The source noted in our previous circular, s1, does not appear to be 
variable between images, and no other sources are detected in the XRT 
error circle to a very deep limit of r >~ 26.5 during the first night. 
However, a new source ("s2") appears in the second night's observation 
that was not detected in our r-band imaging during the first night.  If 
this source is associated with GRB 080319B this would be extremely 
unusual behavior for a short gamma-ray burst.  It is possible that the 
rebrightening is the first example of the detection of a Li-Paczynski 
"mini"-supernova (1998ApJ...507L..59L; see also Kulkarni 
astro-ph/0510256).

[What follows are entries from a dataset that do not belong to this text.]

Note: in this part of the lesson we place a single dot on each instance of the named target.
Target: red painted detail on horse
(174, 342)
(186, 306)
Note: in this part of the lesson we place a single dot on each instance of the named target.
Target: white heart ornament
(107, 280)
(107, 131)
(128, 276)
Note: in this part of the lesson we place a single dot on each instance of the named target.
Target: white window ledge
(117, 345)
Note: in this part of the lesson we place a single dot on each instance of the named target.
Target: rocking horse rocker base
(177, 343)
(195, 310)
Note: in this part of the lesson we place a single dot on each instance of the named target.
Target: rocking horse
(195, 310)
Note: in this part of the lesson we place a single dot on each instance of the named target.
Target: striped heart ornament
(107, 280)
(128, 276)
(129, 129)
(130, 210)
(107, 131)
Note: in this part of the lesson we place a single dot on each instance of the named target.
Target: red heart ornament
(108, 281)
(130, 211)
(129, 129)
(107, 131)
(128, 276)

More tentatively, we note that s1 may the host galaxy 
(we note that all previous SHB's with extended emission have been seen 
at small offset from their host galaxies: Troja et al., astro-ph/0711.3034).

The source is located near the center of the enhanced XRT error circle 
(Goad et al, GCN 7669) at:

RA=19:06:28.766  Dec=+68:47:35.53 (J2000)

(uncertainty is 250 mas in both coordinates relative to the ICRS)

And can be seen at the following links:
http://lyra.berkeley.edu/~jbloom/grb080503-comp.png
http://lyra.berkeley.edu/~jbloom/grb080503-rebrightening.mpeg
http://lyra.berkeley.edu/~dperley/080503/080503_s2b.png

We report the following photometry, calibrated relative to USNO-B1.0:

Acquisition r-band image (t=0.98 hr)
s1: R = 25.56 +/- 0.33
s2: R > 25.6

First night r-band stack (t=1.5 hr)
s1: R = 26.00 +/- 0.18
s2: R >~ 26.5

Second night r-band stack (t=26.0 hr)
s1: R = 25.70 +/- 0.12
s2: R = 25.28 +/- 0.09

UT_start exposure   filter magnitude
13:23    1x180      r      R = 24.8 +/- 0.3
13:38    1x30+2x300 R      R > 25.5 (2-sigma)
13:47    5x180      r      R = 25.4 +/- 0.2

Photometric uncertainties do not include calibration uncertainties 
relative to USNO-B1.0, which are at the level of 0.1 magnitude.  (This 
does not affect the relative magnitudes between the images).

In our images in other filters, s2 is not detected in i-band or z-band 
during the first night.  It may be marginally detected in g-band imaging 
near the limiting magnitude of that observation.

Further observations of this source are planned and strongly encouraged.